David Abbott, Professor of Social Policy, asks some thought-provoking questions about life and death
How long are we ‘supposed’ to live for? ‘Three score and ten’ was a phrase I used to hear growing up (70 in new money). Our cultural ideas about life course and life span and who should die when are deeply ingrained. Parents should never bury their children, right? But what if you are born with or develop a condition which means that from a relatively young age your life span is destined to be much shorter than the norm and that without a dramatic medical breakthrough, very little will change that.
Boys (and it’s nearly always boys) diagnosed with Duchenne muscular dystrophy are one such group. Duchenne (or DMD) is an inherited neuromuscular disease and the average age of death used to be 19 but during the last few years, with significant improvements in the ways DMD is managed, life expectancy has risen to around 27 years. There is currently no cure for DMD.
The Guardian recently reported on two fathers whose sons had been diagnosed with DMD. One, now rather famously, produced a poster for the Evening Standard with a controversial strapline – ‘I wish my son had cancer.’ Why? Because in the Dad’s words: “I felt a cancer diagnosis would have more options, more of a chance, a chance to try something – a chance that those with DMD still don’t have.” In the second article, a father whose two sons had received a diagnosis of DMD decides he must cherish his ‘dying’ sons and ‘hold them close to my heart.’

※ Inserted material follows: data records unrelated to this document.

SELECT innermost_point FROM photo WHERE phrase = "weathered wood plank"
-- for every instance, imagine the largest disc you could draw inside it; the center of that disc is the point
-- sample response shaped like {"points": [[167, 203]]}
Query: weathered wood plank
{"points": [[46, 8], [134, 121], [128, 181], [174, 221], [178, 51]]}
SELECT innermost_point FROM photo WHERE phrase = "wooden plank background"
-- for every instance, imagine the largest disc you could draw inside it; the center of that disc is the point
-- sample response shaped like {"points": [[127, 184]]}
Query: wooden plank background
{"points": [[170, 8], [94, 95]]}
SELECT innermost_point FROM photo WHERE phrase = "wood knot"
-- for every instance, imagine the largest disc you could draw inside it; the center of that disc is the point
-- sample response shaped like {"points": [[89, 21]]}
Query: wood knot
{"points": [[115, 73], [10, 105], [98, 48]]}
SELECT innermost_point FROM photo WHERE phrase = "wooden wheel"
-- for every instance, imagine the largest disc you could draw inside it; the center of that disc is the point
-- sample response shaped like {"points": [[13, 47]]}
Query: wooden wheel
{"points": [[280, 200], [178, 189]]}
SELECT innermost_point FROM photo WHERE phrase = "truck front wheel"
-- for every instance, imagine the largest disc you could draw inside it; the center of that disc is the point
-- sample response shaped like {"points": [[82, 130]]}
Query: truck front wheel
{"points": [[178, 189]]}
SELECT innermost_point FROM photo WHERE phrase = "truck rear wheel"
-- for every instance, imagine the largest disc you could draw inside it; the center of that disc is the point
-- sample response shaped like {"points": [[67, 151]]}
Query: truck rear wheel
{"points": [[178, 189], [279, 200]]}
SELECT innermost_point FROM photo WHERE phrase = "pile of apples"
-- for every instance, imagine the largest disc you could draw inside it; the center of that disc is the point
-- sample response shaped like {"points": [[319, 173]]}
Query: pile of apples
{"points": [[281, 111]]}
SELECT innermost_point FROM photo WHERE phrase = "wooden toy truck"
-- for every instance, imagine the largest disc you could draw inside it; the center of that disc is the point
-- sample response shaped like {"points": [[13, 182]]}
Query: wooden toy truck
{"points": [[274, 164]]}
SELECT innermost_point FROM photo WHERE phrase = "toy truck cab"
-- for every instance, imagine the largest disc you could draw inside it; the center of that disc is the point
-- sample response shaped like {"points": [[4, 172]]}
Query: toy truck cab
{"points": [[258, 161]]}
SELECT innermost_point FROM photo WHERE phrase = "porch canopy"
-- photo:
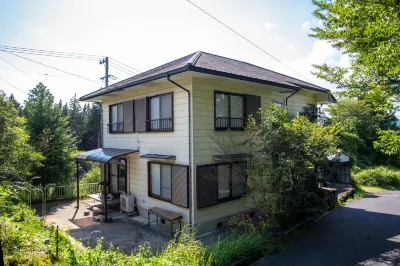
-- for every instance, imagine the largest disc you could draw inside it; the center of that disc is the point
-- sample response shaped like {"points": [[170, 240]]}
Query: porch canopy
{"points": [[102, 155]]}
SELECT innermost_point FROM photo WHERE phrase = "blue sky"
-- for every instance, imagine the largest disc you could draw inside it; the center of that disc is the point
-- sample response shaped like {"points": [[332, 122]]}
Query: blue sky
{"points": [[145, 34]]}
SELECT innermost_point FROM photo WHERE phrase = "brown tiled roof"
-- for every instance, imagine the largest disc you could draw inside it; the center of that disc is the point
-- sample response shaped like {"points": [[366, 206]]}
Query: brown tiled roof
{"points": [[211, 64]]}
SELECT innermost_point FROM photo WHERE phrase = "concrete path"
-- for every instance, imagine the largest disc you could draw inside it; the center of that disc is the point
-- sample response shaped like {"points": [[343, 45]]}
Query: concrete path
{"points": [[364, 232]]}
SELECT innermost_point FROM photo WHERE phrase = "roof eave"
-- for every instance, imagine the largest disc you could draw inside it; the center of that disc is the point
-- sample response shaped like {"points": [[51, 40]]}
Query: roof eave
{"points": [[135, 83]]}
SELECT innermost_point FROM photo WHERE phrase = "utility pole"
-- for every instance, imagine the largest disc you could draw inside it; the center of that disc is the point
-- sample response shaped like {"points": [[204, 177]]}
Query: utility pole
{"points": [[105, 78]]}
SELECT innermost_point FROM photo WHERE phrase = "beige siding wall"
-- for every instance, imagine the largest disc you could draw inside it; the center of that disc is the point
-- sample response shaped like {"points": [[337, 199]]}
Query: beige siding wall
{"points": [[205, 148], [173, 143]]}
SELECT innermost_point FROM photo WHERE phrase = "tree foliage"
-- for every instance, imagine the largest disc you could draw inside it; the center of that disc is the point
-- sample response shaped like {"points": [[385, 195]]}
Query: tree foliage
{"points": [[50, 135], [369, 32], [17, 157], [290, 162]]}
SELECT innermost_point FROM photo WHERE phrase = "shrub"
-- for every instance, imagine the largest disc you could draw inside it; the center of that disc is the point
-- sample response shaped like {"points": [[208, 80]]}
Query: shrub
{"points": [[378, 176]]}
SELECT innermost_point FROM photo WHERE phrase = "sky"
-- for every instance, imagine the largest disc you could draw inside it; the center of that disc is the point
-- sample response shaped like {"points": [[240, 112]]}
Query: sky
{"points": [[146, 34]]}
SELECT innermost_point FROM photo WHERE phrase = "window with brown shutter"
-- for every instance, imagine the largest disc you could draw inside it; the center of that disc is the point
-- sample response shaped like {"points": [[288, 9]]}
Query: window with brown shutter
{"points": [[140, 112], [169, 182], [253, 104], [229, 111], [160, 113], [128, 117], [116, 113]]}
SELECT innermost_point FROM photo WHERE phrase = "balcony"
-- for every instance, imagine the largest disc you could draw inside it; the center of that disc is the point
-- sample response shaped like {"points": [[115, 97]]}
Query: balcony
{"points": [[160, 125], [115, 128], [224, 123]]}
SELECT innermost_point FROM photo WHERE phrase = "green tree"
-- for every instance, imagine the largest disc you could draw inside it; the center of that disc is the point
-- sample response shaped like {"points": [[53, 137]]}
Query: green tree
{"points": [[92, 127], [65, 110], [369, 32], [76, 119], [50, 135], [17, 157], [360, 123], [288, 162]]}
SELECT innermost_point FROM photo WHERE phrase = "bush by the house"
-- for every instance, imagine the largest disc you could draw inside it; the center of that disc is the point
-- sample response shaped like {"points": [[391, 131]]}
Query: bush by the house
{"points": [[378, 176]]}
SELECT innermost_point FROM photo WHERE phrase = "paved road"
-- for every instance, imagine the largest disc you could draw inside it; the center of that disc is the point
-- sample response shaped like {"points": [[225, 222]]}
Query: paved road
{"points": [[364, 232]]}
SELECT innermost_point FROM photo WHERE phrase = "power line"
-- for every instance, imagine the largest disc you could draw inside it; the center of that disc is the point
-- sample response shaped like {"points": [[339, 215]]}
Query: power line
{"points": [[13, 85], [126, 72], [125, 65], [69, 73], [19, 69], [50, 53], [252, 43]]}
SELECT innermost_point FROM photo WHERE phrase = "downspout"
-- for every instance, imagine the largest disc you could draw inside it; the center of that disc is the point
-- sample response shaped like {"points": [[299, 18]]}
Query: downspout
{"points": [[190, 149]]}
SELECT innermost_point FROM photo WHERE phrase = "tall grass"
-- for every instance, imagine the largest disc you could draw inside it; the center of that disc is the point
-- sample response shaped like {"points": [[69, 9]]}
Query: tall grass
{"points": [[381, 176], [27, 241]]}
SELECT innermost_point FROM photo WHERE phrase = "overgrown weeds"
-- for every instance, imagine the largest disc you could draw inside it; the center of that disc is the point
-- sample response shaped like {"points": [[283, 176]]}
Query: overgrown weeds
{"points": [[381, 176]]}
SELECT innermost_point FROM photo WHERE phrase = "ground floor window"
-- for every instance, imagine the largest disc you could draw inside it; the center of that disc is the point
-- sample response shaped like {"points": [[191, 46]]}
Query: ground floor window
{"points": [[220, 182], [169, 182]]}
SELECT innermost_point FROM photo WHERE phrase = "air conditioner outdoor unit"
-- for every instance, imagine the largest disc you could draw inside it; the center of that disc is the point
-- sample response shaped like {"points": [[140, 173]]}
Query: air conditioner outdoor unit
{"points": [[127, 203]]}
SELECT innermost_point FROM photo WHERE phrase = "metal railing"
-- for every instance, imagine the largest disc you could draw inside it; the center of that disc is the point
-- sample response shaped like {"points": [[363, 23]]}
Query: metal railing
{"points": [[69, 192], [115, 127], [231, 123], [160, 125]]}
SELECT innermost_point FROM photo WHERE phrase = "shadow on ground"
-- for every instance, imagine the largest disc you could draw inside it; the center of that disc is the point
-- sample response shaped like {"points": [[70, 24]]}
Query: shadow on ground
{"points": [[363, 232]]}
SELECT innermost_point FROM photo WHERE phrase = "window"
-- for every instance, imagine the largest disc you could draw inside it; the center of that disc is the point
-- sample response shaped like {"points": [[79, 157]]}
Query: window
{"points": [[122, 117], [219, 183], [122, 174], [279, 103], [117, 118], [169, 182], [160, 113], [229, 111]]}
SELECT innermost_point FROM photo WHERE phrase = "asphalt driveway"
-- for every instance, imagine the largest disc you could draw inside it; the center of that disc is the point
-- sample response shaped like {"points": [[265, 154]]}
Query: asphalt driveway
{"points": [[364, 232]]}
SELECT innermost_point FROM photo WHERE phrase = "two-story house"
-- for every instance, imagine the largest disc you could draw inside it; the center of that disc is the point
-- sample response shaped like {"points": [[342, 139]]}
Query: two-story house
{"points": [[157, 129]]}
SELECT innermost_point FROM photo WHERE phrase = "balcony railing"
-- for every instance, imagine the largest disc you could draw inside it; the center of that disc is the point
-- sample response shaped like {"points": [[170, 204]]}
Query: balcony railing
{"points": [[116, 127], [223, 123], [160, 125]]}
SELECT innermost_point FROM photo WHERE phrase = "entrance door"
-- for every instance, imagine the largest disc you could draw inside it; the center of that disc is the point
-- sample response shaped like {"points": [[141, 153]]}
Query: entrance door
{"points": [[122, 176]]}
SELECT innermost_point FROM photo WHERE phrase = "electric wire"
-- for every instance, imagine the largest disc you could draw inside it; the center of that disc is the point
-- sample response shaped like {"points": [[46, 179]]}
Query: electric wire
{"points": [[127, 70], [13, 85], [126, 65], [244, 38], [128, 73], [20, 70], [69, 73]]}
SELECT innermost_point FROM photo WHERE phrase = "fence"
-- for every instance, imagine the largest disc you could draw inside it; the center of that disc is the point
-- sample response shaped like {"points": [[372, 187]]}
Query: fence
{"points": [[54, 192]]}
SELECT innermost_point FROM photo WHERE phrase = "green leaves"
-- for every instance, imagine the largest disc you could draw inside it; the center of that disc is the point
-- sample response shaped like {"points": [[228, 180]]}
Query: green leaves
{"points": [[50, 135], [388, 142], [369, 32]]}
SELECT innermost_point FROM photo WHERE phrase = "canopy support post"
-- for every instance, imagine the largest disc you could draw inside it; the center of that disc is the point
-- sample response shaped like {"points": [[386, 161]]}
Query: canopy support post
{"points": [[106, 171], [77, 184]]}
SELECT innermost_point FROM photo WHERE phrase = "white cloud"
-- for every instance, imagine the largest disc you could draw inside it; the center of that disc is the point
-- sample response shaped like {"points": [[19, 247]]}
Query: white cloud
{"points": [[317, 21], [270, 26], [321, 52], [305, 25]]}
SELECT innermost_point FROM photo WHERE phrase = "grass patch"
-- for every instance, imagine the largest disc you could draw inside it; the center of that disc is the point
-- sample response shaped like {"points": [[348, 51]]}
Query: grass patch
{"points": [[381, 176]]}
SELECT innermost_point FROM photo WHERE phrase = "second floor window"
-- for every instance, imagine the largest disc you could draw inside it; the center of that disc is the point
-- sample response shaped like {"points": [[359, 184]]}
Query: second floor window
{"points": [[160, 113], [117, 118], [229, 111]]}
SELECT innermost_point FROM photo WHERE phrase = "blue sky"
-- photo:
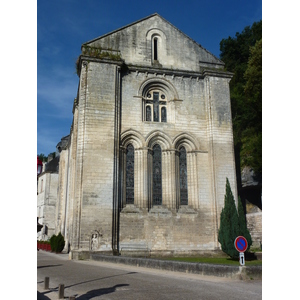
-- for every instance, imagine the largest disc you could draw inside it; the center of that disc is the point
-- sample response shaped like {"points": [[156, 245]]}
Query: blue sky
{"points": [[64, 25]]}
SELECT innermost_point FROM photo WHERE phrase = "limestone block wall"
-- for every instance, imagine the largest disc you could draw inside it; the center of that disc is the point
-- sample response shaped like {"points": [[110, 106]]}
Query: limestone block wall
{"points": [[46, 201], [95, 153], [163, 232]]}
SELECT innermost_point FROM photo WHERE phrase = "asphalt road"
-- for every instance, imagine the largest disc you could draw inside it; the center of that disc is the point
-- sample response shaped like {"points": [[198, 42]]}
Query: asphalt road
{"points": [[99, 280]]}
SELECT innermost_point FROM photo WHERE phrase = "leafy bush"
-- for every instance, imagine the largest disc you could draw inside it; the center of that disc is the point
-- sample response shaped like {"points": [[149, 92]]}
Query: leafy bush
{"points": [[57, 243]]}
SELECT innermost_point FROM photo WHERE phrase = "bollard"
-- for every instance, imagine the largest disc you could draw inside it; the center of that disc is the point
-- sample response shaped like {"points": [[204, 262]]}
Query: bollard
{"points": [[46, 283], [61, 288]]}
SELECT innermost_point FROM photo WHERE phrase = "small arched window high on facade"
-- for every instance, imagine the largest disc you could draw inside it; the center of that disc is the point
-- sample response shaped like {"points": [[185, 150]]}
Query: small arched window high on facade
{"points": [[130, 174], [157, 178], [183, 177]]}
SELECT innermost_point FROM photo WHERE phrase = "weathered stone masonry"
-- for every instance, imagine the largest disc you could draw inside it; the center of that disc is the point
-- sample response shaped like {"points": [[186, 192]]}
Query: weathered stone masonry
{"points": [[150, 88]]}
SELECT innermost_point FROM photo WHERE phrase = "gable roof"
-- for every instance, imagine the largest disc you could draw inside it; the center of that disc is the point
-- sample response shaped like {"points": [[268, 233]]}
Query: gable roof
{"points": [[132, 43]]}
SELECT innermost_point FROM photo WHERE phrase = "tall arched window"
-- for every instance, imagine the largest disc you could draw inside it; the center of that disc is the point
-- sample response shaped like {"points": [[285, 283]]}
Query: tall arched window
{"points": [[183, 177], [157, 182], [156, 101], [130, 174], [148, 113], [155, 41], [164, 114]]}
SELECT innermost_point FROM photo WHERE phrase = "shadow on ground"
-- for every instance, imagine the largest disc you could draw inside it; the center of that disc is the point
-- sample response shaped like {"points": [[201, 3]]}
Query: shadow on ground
{"points": [[100, 292]]}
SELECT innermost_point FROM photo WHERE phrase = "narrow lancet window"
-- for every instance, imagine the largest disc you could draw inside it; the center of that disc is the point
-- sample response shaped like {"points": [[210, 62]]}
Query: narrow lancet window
{"points": [[156, 107], [148, 113], [163, 114], [130, 174], [155, 49], [157, 183], [183, 177]]}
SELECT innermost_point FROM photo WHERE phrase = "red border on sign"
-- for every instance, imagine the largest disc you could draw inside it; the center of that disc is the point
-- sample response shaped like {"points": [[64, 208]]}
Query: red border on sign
{"points": [[236, 241]]}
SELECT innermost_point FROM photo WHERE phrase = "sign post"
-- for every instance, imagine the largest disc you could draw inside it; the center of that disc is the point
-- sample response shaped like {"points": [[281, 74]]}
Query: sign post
{"points": [[241, 245]]}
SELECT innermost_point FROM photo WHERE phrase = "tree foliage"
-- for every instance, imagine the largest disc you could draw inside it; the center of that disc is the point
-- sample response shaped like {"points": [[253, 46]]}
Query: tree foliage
{"points": [[242, 56], [57, 243], [232, 224]]}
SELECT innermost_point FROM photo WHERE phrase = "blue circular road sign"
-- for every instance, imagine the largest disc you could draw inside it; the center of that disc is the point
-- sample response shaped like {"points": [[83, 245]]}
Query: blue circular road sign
{"points": [[240, 244]]}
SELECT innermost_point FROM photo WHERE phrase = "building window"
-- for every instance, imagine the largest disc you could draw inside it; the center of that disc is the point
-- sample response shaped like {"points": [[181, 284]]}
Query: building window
{"points": [[130, 174], [156, 102], [42, 184], [148, 113], [155, 40], [183, 177], [157, 178], [164, 114]]}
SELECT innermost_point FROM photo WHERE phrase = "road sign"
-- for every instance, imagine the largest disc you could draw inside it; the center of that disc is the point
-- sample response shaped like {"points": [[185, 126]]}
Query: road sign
{"points": [[242, 259], [240, 244]]}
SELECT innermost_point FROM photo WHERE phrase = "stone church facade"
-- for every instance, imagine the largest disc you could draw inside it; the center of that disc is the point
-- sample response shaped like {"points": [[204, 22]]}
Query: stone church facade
{"points": [[150, 145]]}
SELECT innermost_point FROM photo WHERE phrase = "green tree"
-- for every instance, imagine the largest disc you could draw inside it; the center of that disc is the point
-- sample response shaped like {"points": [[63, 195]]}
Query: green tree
{"points": [[243, 230], [229, 224], [232, 224], [251, 148], [241, 56]]}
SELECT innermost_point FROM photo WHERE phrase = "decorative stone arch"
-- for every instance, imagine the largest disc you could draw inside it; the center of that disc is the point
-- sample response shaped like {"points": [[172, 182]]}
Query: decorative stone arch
{"points": [[186, 140], [159, 137], [133, 137], [166, 95]]}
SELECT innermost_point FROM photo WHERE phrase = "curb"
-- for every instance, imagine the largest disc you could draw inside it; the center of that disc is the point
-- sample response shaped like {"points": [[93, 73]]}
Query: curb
{"points": [[234, 272]]}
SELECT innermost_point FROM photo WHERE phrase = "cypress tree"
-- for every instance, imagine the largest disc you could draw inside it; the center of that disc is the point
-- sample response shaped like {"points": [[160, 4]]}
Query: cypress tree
{"points": [[232, 224], [229, 224], [243, 230]]}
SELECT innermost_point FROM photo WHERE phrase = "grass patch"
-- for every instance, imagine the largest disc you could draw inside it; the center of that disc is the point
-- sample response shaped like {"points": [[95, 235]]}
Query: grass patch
{"points": [[214, 260]]}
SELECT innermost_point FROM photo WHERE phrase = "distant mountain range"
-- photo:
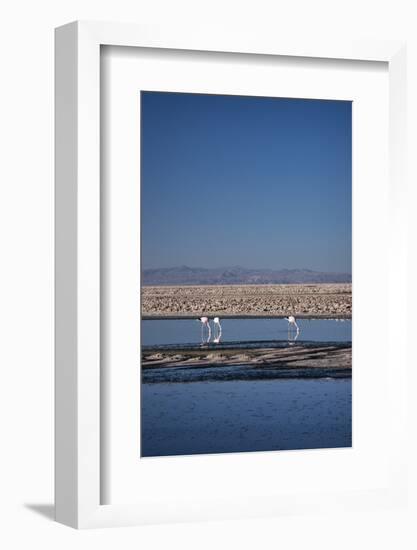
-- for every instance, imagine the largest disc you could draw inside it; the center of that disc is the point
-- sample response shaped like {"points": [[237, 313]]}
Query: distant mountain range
{"points": [[185, 275]]}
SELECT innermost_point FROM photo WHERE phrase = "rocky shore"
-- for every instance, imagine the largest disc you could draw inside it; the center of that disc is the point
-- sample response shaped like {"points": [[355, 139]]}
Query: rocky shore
{"points": [[301, 300], [289, 361]]}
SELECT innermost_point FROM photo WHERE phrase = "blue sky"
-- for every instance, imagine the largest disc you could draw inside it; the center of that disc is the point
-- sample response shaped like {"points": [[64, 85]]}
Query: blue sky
{"points": [[248, 181]]}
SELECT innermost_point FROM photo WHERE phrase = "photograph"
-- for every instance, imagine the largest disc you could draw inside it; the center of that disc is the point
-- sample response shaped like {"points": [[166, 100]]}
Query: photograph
{"points": [[246, 274]]}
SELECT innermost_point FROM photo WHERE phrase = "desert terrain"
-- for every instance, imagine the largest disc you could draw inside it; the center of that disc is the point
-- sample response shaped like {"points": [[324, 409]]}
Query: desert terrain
{"points": [[323, 300]]}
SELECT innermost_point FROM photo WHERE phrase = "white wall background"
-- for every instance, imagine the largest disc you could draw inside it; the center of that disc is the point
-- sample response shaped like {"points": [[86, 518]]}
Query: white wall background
{"points": [[26, 270]]}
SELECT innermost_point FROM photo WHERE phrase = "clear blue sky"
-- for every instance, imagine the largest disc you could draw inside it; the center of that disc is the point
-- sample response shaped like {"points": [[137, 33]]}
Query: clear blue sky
{"points": [[254, 182]]}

As a generation of adult men with DMD emerge their status as role models is so important. Pioneers like Jon Hastie, Carl Tilson and Doug Robins – to name just some suggest that much is possible. Yes it happens within a different time frame. My question is: how can men with DMD can be supported to live full lives in the time that there is? How disabling might it be to live a life weighed down by the pressure associated with our ideas of what a ‘normal’ life span is? Look at the comments on the Guardian articles. Readers respond to a ‘tragedy’. You can’t lead a tragic life all your life – however long or short. Deep breath. I am not in any of these parents shoes. And I wonder for a moment what it is like to grow up as someone who is perceived to be dying all of their lives? Is it true that boys – and men – with DMD don’t have options or chances?
From our research at the School for Policy Studies, (see our freely available research report, and our academic article) we know that men with DMD don’t always get enough support to live the lives they want to. Whilst health and social care services need to up the ante it maybe that our ideas about the length of a ‘good’ or ‘normal’ life need to change as well.
David Abbott is Professor of Social Policy in the School for Policy Studies at the University of Bristol.